DeepMind, the Google-owned AI startup behind AlphaGo, is collaborating with Blizzard to open the popular Starcraft II game to AI and machine learning research. The goal is to foster advancements in artificial intelligence to the extent that it can solve complex problems without human guidance.
DeepMind writes that games such as Starcraft II, Go, and Atari provide provide ideal training grounds for AI, “allowing us to develop and test smarter, more flexible AI algorithms quickly and efficiently, and also providing instant feedback on how we’re doing through scores.” What makes Starcraft II an interesting testing ground for AI is that it, to a certain extent, replicates “the messiness of the real world”, forcing agents to dynamically navigate challenges while responding to new pieces of information and prioritizing accordingly.
In Starcraft, players select one of three races, each of which possess distinct units and abilities, which in turn determine their respective optimal gameplay approaches. Players must also make economic calculations, harvesting minerals and gas in order to produce armies and buildings, and judiciously allocating their limited resources while doing so.
In contrast to games such as chess and go where players have complete visibility over the playing field (i.e. perfect information), Starcraft players can only see the parts of the map that are within range of their units and buildings, meaning they are largely unable to see what their opponents are doing. These facets of gameplay mean that successful players must “demonstrate effective use of memory, an ability to plan over a long time, and the capacity to adapt plans based on new information.”
In sum, to successfully navigate this environment, AI agents coordinate multiple factors (e.g. their mouse clicks, vision, and available resources), learn through trial-and-error, and plan hierarchically. These are all challenges that a deep reinforcement learning approach is meant to address.

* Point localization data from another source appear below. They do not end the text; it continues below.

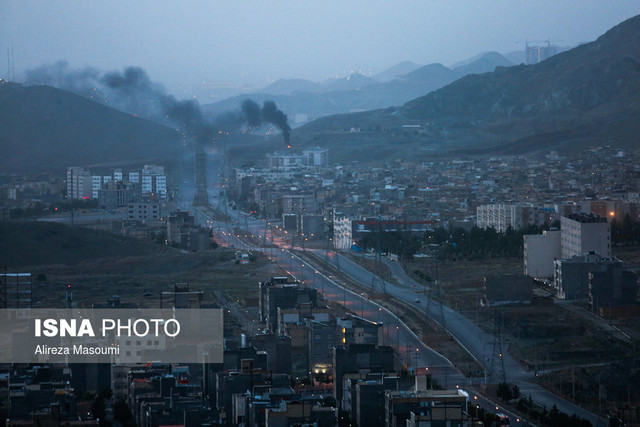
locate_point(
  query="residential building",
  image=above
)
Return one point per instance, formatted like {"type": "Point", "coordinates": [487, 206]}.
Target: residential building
{"type": "Point", "coordinates": [79, 183]}
{"type": "Point", "coordinates": [357, 330]}
{"type": "Point", "coordinates": [359, 359]}
{"type": "Point", "coordinates": [612, 287]}
{"type": "Point", "coordinates": [571, 276]}
{"type": "Point", "coordinates": [144, 210]}
{"type": "Point", "coordinates": [316, 156]}
{"type": "Point", "coordinates": [115, 194]}
{"type": "Point", "coordinates": [540, 250]}
{"type": "Point", "coordinates": [342, 233]}
{"type": "Point", "coordinates": [428, 407]}
{"type": "Point", "coordinates": [583, 233]}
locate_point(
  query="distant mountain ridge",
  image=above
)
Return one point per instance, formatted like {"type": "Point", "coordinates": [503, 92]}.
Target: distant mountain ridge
{"type": "Point", "coordinates": [357, 92]}
{"type": "Point", "coordinates": [48, 129]}
{"type": "Point", "coordinates": [582, 96]}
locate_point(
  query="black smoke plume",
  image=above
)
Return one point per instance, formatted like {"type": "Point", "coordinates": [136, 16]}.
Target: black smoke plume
{"type": "Point", "coordinates": [130, 91]}
{"type": "Point", "coordinates": [251, 112]}
{"type": "Point", "coordinates": [274, 115]}
{"type": "Point", "coordinates": [133, 92]}
{"type": "Point", "coordinates": [269, 113]}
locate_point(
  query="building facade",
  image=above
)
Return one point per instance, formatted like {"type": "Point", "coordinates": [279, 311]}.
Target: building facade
{"type": "Point", "coordinates": [583, 233]}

The environment the two companies are collaborating to develop will be open to all researchers by next year. It features an API that allows AI agents to control individual units, and an image-based interface that represents feature layers (including map, minimap, unit type, terrain heightfield, and unit health) as low-res RGB images. To test AI agents’ abilities to compete intelligently against professional players rather than through sheer speed, the number of “actions per minute” they can undertake will be constrained within the limits of human dexterity and agility. While DeepMind and Blizzard have partnered to create “curriculum” scenarios for researchers train their agents, third-parties can also develop their own scenarios and tasks.